I think it would be unhelpful to define that role in a very concrete way. But suffice to say that being a Chinese-Australian means I find myself outside of the conventional whitefella v blackfella dynamic through which we typically regard Australian colonialism. My skin colour is confusing: I am neither oppressor, nor the oppressed, or am I both? For now, anyway, I think people find it novel and refreshing to view the Australian story from that perspective and perhaps some clarity is gained from a viewing not so heavily burdened with partisan feeling.

A solo trip like this is often seen as a white male adventure. What was your experience of traveling alone as a woman, and woman of colour, for this book?

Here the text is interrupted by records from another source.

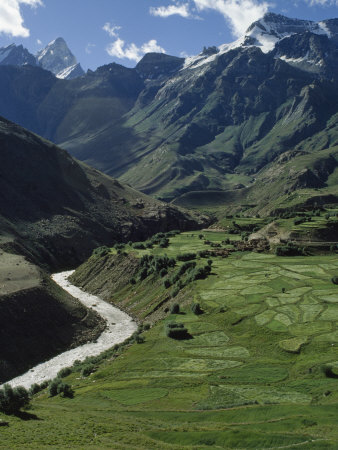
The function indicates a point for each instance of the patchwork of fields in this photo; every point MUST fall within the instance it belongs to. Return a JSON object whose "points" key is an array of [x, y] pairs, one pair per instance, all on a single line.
{"points": [[259, 371]]}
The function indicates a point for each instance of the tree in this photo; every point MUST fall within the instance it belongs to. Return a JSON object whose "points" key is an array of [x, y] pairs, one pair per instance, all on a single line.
{"points": [[175, 308], [12, 400]]}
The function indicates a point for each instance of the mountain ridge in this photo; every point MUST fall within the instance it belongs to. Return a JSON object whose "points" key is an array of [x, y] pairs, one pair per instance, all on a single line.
{"points": [[215, 121]]}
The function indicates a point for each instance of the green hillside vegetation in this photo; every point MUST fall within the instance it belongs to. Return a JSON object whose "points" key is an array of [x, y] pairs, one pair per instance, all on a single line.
{"points": [[245, 130], [258, 368]]}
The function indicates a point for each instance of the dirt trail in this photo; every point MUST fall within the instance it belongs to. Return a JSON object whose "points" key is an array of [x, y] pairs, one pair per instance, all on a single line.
{"points": [[119, 327]]}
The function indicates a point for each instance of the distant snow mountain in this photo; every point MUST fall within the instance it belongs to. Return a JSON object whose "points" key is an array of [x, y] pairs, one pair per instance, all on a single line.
{"points": [[56, 57], [16, 56], [275, 32]]}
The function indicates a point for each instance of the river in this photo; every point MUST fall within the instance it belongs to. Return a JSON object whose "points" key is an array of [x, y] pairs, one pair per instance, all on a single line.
{"points": [[119, 327]]}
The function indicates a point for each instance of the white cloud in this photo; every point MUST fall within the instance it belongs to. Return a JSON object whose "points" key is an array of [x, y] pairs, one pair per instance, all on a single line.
{"points": [[112, 30], [120, 50], [171, 10], [11, 20], [322, 2], [240, 13], [89, 48]]}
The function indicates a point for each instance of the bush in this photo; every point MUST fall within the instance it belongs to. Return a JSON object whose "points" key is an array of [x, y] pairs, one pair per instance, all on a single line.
{"points": [[57, 386], [34, 389], [139, 339], [163, 273], [101, 251], [139, 246], [175, 308], [164, 243], [63, 373], [177, 331], [143, 274], [175, 292], [12, 400], [196, 309], [289, 250], [186, 257]]}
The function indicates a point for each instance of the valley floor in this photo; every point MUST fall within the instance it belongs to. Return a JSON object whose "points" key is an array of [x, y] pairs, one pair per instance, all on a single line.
{"points": [[260, 370], [119, 326]]}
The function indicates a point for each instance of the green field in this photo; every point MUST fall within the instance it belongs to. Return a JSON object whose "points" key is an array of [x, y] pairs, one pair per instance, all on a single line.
{"points": [[252, 376]]}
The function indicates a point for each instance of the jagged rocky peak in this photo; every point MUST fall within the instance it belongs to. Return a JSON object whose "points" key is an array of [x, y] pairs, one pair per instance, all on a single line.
{"points": [[153, 65], [57, 58], [271, 28], [16, 55]]}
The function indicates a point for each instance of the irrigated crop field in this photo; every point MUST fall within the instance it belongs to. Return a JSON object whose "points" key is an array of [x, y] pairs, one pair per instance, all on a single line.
{"points": [[260, 369]]}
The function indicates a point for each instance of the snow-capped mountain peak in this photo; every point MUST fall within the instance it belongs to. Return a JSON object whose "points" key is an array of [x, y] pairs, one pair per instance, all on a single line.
{"points": [[57, 57], [16, 55], [267, 33]]}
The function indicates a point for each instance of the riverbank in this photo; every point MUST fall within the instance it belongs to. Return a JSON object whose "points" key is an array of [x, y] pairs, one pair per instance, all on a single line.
{"points": [[119, 327]]}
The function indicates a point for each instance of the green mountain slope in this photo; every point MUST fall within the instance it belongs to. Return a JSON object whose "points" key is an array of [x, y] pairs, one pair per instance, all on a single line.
{"points": [[54, 211]]}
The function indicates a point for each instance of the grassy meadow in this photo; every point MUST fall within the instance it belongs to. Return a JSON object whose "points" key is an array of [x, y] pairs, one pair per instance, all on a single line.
{"points": [[260, 369]]}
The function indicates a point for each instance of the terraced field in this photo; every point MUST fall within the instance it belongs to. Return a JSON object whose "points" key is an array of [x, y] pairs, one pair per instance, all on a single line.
{"points": [[259, 371]]}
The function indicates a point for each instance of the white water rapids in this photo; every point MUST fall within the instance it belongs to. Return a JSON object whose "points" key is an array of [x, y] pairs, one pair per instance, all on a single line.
{"points": [[119, 327]]}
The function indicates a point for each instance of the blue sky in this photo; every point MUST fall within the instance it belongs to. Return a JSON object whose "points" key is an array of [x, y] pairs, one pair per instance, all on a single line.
{"points": [[102, 31]]}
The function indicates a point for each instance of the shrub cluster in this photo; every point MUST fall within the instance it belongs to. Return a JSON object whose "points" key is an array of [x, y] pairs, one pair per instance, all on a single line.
{"points": [[13, 399], [177, 331], [196, 309], [160, 239], [186, 256], [58, 387], [334, 280], [101, 251], [289, 249], [154, 264]]}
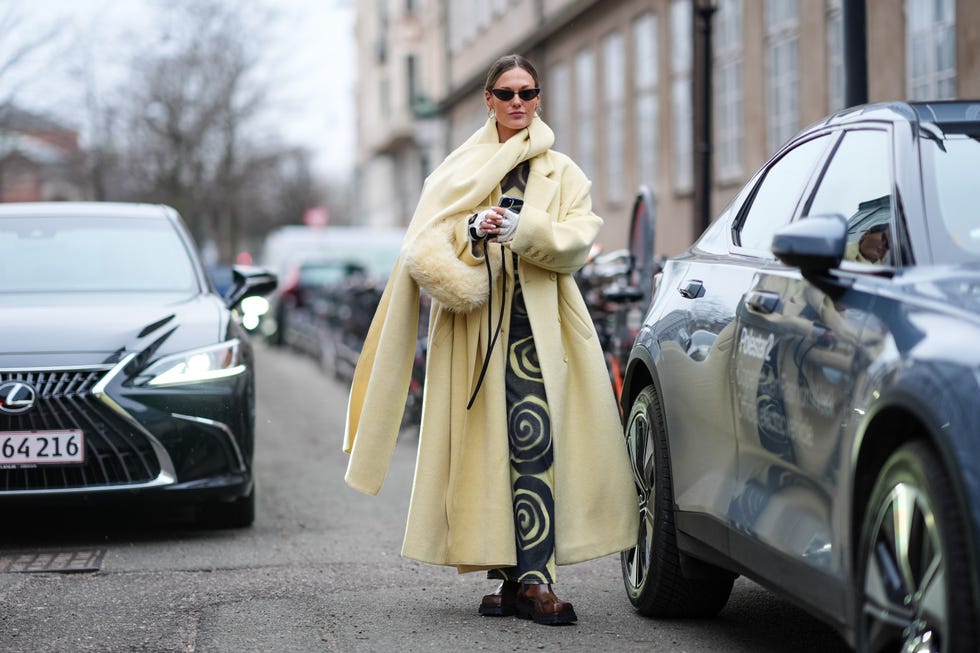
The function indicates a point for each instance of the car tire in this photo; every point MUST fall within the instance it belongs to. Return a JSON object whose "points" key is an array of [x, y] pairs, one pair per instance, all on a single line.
{"points": [[239, 513], [655, 582], [913, 566]]}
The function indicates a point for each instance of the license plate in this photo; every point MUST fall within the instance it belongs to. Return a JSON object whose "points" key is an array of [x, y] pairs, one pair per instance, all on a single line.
{"points": [[42, 447]]}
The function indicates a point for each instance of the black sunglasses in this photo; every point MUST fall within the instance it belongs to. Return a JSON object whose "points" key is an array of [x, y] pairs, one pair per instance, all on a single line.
{"points": [[506, 95]]}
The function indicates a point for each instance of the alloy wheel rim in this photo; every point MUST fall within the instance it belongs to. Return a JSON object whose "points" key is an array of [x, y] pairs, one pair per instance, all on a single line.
{"points": [[905, 586], [640, 448]]}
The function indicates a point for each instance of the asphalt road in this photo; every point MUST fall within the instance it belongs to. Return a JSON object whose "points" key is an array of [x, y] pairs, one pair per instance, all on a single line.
{"points": [[320, 570]]}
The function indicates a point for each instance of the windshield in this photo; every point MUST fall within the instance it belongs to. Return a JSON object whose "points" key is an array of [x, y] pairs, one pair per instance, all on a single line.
{"points": [[951, 176], [76, 254]]}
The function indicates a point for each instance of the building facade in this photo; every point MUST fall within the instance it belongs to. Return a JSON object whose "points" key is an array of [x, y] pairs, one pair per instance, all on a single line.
{"points": [[38, 159], [623, 87]]}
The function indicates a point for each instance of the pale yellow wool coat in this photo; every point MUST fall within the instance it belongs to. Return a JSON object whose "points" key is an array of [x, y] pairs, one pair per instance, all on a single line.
{"points": [[462, 510]]}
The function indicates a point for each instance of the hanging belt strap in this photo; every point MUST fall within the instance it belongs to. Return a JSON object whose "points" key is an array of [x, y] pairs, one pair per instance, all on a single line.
{"points": [[500, 318]]}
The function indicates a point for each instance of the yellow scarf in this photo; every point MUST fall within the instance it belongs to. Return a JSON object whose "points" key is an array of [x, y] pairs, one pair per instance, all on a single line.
{"points": [[467, 182]]}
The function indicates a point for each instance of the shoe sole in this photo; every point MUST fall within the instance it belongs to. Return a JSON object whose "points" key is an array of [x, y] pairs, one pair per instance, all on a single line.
{"points": [[548, 619]]}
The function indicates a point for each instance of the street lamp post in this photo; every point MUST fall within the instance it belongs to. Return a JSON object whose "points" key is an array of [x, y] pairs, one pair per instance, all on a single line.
{"points": [[704, 11]]}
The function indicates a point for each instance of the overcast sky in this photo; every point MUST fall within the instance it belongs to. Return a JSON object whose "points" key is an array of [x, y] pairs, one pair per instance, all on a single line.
{"points": [[313, 56]]}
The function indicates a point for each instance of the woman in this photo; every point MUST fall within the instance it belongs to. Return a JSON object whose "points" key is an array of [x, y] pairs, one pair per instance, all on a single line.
{"points": [[521, 463]]}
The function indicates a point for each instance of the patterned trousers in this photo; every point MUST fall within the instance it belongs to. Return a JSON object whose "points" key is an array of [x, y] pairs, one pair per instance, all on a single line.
{"points": [[531, 469]]}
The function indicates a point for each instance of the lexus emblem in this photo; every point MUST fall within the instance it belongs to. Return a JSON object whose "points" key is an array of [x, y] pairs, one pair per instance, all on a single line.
{"points": [[16, 397]]}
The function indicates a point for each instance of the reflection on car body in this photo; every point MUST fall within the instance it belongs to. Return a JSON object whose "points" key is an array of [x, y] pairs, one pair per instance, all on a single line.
{"points": [[123, 376], [811, 421]]}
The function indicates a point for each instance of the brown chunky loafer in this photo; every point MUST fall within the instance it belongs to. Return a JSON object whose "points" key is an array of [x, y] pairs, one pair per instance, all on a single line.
{"points": [[501, 603], [539, 603]]}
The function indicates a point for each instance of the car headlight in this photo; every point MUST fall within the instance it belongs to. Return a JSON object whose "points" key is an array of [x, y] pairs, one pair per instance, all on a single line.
{"points": [[197, 365]]}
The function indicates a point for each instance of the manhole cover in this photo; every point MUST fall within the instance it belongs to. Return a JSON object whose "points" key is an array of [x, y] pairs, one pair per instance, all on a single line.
{"points": [[52, 561]]}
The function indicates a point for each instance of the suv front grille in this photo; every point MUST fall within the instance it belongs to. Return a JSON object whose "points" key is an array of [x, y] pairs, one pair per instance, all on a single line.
{"points": [[116, 452]]}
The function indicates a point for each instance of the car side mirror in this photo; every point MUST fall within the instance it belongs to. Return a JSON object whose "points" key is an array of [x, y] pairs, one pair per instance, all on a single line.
{"points": [[249, 281], [814, 244]]}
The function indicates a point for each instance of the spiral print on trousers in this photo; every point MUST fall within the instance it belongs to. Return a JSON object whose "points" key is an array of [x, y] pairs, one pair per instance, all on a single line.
{"points": [[530, 437], [524, 359], [533, 507]]}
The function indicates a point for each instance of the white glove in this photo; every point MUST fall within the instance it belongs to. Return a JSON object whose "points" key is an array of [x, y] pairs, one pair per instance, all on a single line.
{"points": [[476, 233], [508, 226]]}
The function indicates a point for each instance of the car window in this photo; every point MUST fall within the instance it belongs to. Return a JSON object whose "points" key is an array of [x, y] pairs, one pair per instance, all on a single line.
{"points": [[778, 194], [857, 184], [75, 254], [950, 176]]}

I’ll use that word again, people found me ‘novel’. A Chinese-Australian woman in her thirties alone in the Outback? I was perpetually a strange and unexpected sight. But Australians are highly versatile people and beyond an arched eyebrow, they would give me a little extra hospitality and perhaps I was hit on more than your average grey nomad Outback wanderer. I found single women in their thirties a rare commodity in the Outback (the surplus of which live in the cities).

How did you get into politics, and what has the experience been of being a young woman of colour candidate?

I was never interested in politics, but I cared about environmental and social justice. I joined the Greens because they were working on issues I cared about: marriage equality, climate change and asylum seekers, and I wanted to make a difference to my community. As for running in the recent election, as a Chinese Australian women in her thirties, once again, I was just as strange a sight on the ballot as I was in the Outback!

Throughout my professional and political life I have had to endure many small humiliations, because I am a woman, because I am Chinese, because I am young-ish, because I am a progressive candidate in a conservative seat. I swallow them; grind my teeth; smile and carry on. Because on the other hand, I also had an upper-middle class upbringing and am well-educated. I am frequently given respect, great jobs, a platform from which to express myself and access to power. I am always reminding myself that I’m a person with more influence than your average Australian. For that I am constantly grateful and committed to using it for good.

Which women or non-binary writers do you think everyone should read?

I don’t think I could ever recommend a single writer to ‘everyone’, but in an effort to restore some of the female writers who have been somewhat marginalised by Australian history, I implore others to read the works of ecofeminist Val Plumwood and pioneering suffragette Louisa Lawson. I do what I can to ensure their impact on our world is not forgotten.

What piece of writing advice would you give to your younger self?

No advice. I’m too afraid of the butterfly effect to mess with time travel!